By Julia Rock-Torcivia | October 24, 2025

Neutrinos, discovered in 1956, are small, fundamental particles that can pass through objects without interacting with matter. The particles interact only through gravity and the weak nuclear force, meaning they can pass through massive objects with an extremely small chance of interacting with any atoms. Neutrinos are little understood, despite being the most abundant particle with mass in the universe. Scientists think understanding neutrinos might help them shed light on bigger mysteries such as the origin of matter, the nature of dark matter and the inner workings of supernovas. 

Inside of the Super-Kamiode Detector.
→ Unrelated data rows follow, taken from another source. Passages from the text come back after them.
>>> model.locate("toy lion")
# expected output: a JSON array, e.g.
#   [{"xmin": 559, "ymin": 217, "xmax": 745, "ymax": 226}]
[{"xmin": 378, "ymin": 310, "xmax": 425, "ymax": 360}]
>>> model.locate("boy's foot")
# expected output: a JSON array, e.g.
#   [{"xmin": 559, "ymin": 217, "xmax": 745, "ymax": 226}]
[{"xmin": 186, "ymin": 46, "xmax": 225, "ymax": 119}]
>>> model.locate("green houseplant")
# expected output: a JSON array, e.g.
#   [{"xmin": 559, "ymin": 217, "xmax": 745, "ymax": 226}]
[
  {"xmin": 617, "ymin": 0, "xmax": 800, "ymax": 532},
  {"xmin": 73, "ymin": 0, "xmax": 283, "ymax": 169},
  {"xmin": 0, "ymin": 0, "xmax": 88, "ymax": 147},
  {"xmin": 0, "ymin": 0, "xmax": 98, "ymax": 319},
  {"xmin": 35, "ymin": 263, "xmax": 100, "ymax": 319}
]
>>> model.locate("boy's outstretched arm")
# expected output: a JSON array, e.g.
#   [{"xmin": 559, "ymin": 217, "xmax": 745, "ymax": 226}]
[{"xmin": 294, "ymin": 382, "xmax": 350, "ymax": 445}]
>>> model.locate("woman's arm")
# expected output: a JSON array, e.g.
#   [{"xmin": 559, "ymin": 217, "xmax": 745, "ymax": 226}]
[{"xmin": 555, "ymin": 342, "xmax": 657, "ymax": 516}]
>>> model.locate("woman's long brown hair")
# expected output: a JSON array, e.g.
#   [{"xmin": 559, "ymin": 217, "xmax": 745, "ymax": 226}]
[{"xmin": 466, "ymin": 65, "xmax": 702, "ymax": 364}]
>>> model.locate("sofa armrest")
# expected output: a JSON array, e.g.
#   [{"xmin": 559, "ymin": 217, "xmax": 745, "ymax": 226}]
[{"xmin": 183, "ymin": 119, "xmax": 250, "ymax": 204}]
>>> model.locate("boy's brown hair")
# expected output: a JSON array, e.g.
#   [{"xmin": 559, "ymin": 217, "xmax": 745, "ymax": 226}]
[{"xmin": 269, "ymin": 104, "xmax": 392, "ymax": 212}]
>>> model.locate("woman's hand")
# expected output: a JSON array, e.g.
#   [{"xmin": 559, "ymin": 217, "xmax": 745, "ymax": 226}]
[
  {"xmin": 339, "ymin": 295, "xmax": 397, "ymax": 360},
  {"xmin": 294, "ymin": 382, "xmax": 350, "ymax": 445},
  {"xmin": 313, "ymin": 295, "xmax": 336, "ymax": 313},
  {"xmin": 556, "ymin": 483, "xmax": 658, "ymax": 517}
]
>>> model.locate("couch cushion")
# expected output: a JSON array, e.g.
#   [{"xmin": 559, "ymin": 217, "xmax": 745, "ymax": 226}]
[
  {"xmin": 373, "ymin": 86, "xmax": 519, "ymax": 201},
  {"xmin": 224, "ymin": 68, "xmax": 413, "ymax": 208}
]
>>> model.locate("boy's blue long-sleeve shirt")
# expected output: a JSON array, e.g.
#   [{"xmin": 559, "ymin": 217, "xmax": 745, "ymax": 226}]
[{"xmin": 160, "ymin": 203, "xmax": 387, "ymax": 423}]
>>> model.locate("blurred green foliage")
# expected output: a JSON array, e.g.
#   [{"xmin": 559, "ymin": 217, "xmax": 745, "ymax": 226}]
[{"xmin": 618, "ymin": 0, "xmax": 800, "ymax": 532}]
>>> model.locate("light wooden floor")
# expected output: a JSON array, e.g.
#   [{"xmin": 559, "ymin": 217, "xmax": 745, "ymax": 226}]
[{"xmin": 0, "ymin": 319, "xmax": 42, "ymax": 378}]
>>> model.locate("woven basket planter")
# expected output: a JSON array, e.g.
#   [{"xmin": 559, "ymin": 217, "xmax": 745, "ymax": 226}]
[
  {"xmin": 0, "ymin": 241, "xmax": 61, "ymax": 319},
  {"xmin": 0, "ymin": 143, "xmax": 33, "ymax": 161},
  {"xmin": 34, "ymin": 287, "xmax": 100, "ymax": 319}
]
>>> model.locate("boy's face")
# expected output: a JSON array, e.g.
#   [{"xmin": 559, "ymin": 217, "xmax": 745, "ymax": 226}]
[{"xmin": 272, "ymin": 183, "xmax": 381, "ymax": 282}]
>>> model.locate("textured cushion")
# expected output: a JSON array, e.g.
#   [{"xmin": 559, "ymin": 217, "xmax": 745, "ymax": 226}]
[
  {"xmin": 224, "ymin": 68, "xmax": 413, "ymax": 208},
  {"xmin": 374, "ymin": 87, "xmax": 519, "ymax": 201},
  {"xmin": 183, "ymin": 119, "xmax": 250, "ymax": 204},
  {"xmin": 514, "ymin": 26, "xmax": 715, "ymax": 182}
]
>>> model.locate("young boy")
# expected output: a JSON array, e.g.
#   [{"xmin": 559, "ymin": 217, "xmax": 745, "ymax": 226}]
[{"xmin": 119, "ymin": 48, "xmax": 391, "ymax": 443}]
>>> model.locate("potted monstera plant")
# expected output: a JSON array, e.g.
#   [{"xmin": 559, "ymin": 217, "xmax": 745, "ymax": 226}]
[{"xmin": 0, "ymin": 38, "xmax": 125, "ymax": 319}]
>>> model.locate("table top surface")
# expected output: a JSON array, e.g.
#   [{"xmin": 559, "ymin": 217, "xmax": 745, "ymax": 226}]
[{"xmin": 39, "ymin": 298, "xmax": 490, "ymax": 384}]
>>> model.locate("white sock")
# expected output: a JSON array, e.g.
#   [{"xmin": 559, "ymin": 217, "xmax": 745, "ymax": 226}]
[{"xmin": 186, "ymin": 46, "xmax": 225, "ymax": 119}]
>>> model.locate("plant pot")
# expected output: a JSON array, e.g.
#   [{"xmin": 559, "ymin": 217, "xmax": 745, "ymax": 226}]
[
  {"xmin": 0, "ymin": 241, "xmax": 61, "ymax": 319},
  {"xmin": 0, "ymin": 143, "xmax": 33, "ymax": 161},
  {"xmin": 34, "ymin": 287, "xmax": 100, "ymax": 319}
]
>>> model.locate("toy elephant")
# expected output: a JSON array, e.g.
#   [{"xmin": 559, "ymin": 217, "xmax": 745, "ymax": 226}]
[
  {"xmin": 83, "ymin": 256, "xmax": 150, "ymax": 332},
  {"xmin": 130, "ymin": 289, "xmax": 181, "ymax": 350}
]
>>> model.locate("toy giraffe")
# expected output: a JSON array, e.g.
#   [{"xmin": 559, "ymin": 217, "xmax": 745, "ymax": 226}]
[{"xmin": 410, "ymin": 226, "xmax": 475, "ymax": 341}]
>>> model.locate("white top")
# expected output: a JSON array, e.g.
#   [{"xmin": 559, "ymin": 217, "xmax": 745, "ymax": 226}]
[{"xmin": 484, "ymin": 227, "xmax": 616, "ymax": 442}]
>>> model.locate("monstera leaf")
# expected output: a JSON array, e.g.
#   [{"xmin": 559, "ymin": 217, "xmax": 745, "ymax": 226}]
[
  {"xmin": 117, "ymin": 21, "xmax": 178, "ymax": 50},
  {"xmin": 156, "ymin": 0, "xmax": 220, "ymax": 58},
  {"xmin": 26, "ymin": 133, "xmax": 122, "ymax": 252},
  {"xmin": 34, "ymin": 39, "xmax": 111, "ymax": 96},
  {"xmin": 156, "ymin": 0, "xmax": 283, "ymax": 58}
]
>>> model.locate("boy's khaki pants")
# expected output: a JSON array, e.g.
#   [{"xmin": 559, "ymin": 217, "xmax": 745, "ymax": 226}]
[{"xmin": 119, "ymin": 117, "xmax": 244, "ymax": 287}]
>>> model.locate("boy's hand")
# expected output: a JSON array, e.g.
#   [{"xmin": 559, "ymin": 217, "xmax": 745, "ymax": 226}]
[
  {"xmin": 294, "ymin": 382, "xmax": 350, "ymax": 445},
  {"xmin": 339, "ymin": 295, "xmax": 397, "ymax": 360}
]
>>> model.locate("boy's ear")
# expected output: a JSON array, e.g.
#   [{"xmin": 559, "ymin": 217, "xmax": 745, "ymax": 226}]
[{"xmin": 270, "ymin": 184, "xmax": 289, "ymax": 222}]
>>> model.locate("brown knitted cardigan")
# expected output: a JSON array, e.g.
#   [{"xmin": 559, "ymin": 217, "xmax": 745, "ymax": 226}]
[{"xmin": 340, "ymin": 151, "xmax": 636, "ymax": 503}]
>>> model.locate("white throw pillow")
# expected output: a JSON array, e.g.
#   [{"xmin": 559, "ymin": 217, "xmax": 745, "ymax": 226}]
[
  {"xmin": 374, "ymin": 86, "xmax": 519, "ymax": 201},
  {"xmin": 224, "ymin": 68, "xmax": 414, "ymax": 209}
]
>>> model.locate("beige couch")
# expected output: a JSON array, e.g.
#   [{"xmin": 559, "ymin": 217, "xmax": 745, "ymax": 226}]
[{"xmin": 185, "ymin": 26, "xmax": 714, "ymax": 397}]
Credit: the T2K experiment, http://t2k-experiment.org

Not all neutrinos are created equal. There are three types, called “flavors,” of neutrinos, and the particles can change between them, an action called oscillation. A new study published in Nature offers insight into the mass-squared difference – the difference in the squares of the masses – between neutrino types. 

Insight by international collaboration

The NOvA experiment, conducted at the U.S. Department of Energy’s Fermi National Accelerator Laboratory in Batavia, Illinois, sent an underground beam of neutrinos from the lab to a detector in Ash River, Minnesota, about 500 miles away. 

In Japan, the T2K experiment sent a beam of neutrinos about 185 miles from Tokai to a detector in Kamioka. T2K performed a search for oscillations from muon neutrino to electron neutrino, providing the first experimental evidence of this type of oscillation in 2011. In this experiment, T2K tracks muon neutrino disappearance, which is primarily driven by oscillation into tau neutrinos. 

Overview of the T2K experiment: Credit: the T2K experiment, http://t2k-experiment.org

The new study combines data from NOvA and T2K and reveals a high-precision measurement of the neutrino mass-squared differences.

The researchers studied almost a decade’s worth of data from these two experiments. The study was able to determine the mass-squared difference between two types of neutrinos with less than 2% uncertainty, NOvA scientist Zoya Vallari said. 

The experiments continue to investigate whether neutrinos and antineutrinos oscillate differently by comparing neutrino oscillations to antineutrino oscillations. 

“That question is especially important because it may help explain one of the biggest mysteries in physics: why the universe is made mostly of matter instead of antimatter. At the Big Bang, matter and antimatter should have existed in equal amounts and destroyed each other. But somehow, matter won, and we’re here because of it,” Vallari told Reuters.